Many txt on every domain

From March 2020 let's encrypt no longer automatically renews my certificates. Ok. I entered the txt in my provider's panel for each site hosted on my server. And it works. But I noticed that anyway dozens of txt files are created inside the .well-known / acme-challenge folders.
Why? What does let's encrypt want? What do I have to do to fix this?
Another question: if I buy a new ip to create a zone for my server, can I solve the renewal problem?

My web server is Plesk Obsidian 18

The operating system my web server runs on is CentOS Linux 7.9.2009 (Core)
My hosting provider, if applicable, is: Aruba

I cannot login to a root shell on my machine.
Thanks
Marilena

Hi @lenamari

simple answer. If (1) happens, your Plesk installation is buggy. Plesk supports automated renews via the /.well-known/acme-challenge subdirectory.

Conclusion: Your provider must fix that.

If the configuration is buggy, it must be fixed. And a new ip is completely unrelevant. You don't want to run your own dns zone.

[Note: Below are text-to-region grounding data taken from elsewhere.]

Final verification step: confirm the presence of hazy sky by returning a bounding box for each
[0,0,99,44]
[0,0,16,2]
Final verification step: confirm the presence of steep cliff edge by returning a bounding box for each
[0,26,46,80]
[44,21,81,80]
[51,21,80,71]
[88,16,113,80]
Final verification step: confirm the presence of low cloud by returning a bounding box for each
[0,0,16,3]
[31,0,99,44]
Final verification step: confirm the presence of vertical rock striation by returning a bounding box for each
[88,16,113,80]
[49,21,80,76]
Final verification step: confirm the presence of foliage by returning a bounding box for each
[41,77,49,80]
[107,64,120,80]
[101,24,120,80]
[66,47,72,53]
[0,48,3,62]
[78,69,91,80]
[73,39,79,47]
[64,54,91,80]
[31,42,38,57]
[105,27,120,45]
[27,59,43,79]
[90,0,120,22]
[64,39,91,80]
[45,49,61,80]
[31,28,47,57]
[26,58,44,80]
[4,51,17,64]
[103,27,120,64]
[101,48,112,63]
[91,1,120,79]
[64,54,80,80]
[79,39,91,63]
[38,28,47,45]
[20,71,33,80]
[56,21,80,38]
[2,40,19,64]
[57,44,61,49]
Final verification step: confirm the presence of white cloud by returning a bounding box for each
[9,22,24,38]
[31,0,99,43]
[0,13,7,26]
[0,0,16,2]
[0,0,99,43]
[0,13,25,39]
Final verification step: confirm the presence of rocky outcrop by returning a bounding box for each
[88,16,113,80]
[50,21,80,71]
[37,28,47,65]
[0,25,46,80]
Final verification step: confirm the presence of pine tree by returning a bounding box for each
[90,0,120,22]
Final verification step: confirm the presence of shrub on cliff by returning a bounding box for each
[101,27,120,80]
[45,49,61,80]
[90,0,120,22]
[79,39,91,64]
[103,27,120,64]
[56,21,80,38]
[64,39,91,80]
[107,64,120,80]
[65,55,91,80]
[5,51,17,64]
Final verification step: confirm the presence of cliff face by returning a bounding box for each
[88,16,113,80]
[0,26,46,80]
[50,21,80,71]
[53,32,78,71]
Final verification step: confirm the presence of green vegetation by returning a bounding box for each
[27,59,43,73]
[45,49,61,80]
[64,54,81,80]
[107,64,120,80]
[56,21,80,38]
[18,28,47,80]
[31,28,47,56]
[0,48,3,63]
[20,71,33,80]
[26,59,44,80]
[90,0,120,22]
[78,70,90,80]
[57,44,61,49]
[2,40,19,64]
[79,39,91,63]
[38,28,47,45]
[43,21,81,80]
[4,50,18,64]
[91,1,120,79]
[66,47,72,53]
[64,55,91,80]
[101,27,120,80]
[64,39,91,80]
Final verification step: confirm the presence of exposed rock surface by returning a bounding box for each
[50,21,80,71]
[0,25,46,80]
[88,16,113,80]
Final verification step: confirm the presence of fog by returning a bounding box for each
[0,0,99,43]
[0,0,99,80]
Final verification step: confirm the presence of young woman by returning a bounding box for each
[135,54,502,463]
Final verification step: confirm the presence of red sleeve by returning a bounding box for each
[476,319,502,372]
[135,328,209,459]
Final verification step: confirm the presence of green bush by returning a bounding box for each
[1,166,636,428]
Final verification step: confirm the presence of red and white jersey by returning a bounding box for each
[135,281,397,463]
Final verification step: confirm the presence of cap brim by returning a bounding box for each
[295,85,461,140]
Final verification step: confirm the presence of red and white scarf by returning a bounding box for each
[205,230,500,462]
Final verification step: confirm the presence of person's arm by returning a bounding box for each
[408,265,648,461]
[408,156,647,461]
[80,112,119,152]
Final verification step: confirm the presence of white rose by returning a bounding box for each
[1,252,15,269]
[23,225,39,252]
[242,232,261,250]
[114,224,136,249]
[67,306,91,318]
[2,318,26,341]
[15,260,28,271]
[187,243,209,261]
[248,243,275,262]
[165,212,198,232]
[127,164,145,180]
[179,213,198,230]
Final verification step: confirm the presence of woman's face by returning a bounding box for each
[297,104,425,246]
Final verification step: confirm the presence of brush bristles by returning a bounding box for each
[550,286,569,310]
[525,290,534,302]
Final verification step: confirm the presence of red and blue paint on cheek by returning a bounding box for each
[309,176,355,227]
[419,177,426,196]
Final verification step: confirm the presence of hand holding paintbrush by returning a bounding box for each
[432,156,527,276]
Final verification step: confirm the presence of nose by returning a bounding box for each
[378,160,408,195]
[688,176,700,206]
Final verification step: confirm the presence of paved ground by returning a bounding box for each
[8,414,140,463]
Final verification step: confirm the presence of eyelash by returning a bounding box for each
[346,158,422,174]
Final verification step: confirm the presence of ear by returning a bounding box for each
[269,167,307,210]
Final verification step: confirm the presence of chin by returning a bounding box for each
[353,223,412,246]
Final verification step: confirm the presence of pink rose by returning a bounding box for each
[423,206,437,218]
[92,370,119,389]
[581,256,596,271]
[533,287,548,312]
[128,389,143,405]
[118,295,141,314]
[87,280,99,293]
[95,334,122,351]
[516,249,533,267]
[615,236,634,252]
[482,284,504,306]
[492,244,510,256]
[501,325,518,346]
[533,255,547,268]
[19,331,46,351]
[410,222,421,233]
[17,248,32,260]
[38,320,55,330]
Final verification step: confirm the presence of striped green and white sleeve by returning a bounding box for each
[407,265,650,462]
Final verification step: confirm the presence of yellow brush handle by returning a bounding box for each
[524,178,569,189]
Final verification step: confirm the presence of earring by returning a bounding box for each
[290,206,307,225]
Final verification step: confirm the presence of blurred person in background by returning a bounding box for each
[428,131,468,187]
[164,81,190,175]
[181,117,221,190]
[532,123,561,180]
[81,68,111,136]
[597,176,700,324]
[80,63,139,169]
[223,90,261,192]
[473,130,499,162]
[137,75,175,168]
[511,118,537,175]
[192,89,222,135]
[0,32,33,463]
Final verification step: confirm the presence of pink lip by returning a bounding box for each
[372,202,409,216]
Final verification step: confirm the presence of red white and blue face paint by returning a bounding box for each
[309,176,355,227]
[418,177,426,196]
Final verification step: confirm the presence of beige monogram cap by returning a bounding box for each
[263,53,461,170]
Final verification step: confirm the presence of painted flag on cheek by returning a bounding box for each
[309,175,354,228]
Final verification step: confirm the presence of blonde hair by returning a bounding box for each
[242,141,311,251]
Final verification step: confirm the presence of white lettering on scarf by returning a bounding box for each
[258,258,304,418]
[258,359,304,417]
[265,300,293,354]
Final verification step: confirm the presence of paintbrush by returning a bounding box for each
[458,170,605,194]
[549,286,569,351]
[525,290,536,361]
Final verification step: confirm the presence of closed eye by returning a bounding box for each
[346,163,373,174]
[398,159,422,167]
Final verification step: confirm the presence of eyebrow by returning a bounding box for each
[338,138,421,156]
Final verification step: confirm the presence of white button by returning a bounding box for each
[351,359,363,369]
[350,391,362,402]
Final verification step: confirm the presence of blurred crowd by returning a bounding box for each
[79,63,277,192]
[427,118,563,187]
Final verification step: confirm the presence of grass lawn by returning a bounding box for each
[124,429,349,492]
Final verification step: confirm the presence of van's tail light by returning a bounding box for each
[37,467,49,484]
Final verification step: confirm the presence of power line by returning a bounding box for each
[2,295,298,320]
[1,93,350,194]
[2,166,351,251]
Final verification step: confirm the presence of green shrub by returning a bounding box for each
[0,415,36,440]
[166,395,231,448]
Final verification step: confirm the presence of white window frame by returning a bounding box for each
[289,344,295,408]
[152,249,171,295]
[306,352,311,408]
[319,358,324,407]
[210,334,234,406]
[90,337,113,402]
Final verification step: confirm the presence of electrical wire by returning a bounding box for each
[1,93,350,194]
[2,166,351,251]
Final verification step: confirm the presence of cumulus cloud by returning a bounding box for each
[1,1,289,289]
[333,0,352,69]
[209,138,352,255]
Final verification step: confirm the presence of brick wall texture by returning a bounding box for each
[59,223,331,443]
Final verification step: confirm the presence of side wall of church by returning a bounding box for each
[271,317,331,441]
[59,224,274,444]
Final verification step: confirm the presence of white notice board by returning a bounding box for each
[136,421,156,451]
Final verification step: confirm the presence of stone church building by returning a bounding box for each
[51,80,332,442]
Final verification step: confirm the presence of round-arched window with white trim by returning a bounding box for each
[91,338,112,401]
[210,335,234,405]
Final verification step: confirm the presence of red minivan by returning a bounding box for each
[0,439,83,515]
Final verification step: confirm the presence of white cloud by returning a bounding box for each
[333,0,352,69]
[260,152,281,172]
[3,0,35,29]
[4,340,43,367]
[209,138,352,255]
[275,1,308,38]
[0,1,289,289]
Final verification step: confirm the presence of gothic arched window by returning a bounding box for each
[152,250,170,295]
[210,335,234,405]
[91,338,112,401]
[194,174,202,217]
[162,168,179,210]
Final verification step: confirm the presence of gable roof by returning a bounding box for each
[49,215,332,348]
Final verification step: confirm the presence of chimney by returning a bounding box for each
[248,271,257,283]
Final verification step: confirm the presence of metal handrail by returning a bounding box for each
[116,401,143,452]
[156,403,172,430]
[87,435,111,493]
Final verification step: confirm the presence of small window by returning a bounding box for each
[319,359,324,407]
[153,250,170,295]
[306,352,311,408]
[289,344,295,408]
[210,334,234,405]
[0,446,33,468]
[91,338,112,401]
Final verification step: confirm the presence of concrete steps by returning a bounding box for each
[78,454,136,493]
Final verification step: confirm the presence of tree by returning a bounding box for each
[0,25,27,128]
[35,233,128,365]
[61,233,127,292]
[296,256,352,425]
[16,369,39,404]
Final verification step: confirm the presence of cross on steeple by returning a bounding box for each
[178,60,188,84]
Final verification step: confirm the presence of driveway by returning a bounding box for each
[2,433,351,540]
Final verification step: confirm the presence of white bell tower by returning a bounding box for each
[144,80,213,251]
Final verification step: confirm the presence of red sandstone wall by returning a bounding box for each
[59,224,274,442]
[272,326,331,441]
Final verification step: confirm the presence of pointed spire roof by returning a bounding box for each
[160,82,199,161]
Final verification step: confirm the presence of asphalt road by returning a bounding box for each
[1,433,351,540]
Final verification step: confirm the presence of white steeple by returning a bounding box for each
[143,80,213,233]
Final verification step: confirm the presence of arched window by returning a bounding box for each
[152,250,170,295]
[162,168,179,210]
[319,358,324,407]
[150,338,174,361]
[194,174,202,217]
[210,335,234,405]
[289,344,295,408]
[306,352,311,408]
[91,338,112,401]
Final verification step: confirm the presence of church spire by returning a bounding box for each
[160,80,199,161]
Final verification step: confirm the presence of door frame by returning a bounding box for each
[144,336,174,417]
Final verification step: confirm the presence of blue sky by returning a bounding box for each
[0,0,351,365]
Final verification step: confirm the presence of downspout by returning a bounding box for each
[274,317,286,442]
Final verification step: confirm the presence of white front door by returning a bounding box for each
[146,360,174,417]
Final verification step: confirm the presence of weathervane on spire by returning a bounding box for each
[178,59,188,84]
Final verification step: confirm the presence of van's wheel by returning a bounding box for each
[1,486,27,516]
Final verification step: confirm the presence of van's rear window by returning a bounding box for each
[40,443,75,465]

Maybe I explained bad. Let's encrypt when you have to renew it asks me to insert a txt that can be solved externally, because the area of my server is that of my provider. I insert it inside the dns panel of my provider and everything works correctly. At the same time it also creates txt records inside the .well-known / acme-challenge directory. Lots of records every day. Now it is wrong that it asks me to solve it externally or just uploads one to me in the dedicated folder. Why do you say my server is down? Until last March Let's encrypt created its record in that folder and the certificate was renewed. Then he didn't do it anymore. I've never changed server settings or done anything else.

That's manual dns validation, possible, but bad.

That's the preferred http validation, much better, possible, if you don't need a wildcard.

If your Plesk would work, http validation would work. Conclusion: Your Plesk is buggy, so it's the job of your hoster to fix that. You pay for a working Plesk, not for a buggy.

That's the reason you should ask your hoster. You can't fix it, because you don't have root access.